Yes Bank on Wednesday said a forced stake sale by a shareholder led to a steep fall in the bank’s stock in the previous session.
Stating that its financial and operating metrics remain intrinsically “sound and stable”, with liquidity position well in excess of regulatory requirements, the bank said, “Yes Bank’s share price observed a material drop on October 1. This fall was primarily on account of the forced sale of 10 crore equity shares (3.92 per cent of the bank’s equity share capital) triggered by an invocation of pledge on the equity shares of a large stakeholder,” the bank said in a stock exchange filing. “It may be noted that with this sale, the entire pledge stands extinguished and all sale under the same duly completed,” it said.

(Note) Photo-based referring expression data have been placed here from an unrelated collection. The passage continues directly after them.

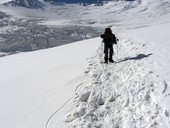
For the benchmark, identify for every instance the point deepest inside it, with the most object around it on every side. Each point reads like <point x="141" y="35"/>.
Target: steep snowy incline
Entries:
<point x="35" y="84"/>
<point x="124" y="94"/>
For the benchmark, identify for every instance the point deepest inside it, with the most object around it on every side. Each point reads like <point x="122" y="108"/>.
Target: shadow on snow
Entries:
<point x="138" y="57"/>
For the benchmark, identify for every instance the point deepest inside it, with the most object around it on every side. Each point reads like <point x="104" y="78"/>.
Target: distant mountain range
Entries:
<point x="40" y="3"/>
<point x="26" y="3"/>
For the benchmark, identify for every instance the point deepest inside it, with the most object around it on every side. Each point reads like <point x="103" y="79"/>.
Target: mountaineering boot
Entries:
<point x="111" y="60"/>
<point x="105" y="61"/>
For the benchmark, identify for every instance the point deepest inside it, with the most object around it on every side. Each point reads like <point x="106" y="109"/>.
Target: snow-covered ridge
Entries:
<point x="26" y="3"/>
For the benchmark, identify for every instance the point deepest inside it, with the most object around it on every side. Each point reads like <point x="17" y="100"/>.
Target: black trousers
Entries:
<point x="108" y="51"/>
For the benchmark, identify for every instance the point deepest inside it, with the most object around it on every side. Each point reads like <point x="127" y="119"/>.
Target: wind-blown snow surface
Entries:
<point x="38" y="83"/>
<point x="59" y="88"/>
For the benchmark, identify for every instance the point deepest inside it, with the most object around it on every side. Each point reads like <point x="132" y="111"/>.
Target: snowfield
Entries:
<point x="69" y="86"/>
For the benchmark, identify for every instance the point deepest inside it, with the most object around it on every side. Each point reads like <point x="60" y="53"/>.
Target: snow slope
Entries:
<point x="61" y="88"/>
<point x="38" y="83"/>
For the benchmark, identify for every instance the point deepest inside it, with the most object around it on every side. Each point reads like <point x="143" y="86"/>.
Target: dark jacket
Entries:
<point x="109" y="39"/>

Milestone Trusteeship Services Ltd, the trustee for an issue of bonds by Yes Bank promoter Morgan Credits Private Ltd, invoked and sold 10 crore shares of the bank pledged by founder Rana Kapoor.
On Tuesday, Yes Bank shares went into a tailspin despite a positive opening, tumbling nearly 23 per cent. The scrip came under massive selling pressure in afternoon trade, giving up its early gains and plunged 29.91 per cent to Rs 29.05 — its multi-year low — during the day on the BSE. It later, closed at Rs 32, down 22.80 per cent. This is fifth consecutive session of fall for Yes Bank when it tanked nearly 43 per cent. During the five days of fall, the company’s market valuation eroded by Rs 4,828.94 crore.
“Over the past few days, unfounded speculations regarding the bank’s deposits/liquidity have been brought to its notice,” said the bank, adding: “The bank had a liquidity coverage ratio in excess of 125 per cent as on September 30, 2019, which is well above the minimum regulatory requirement of 100 per cent.”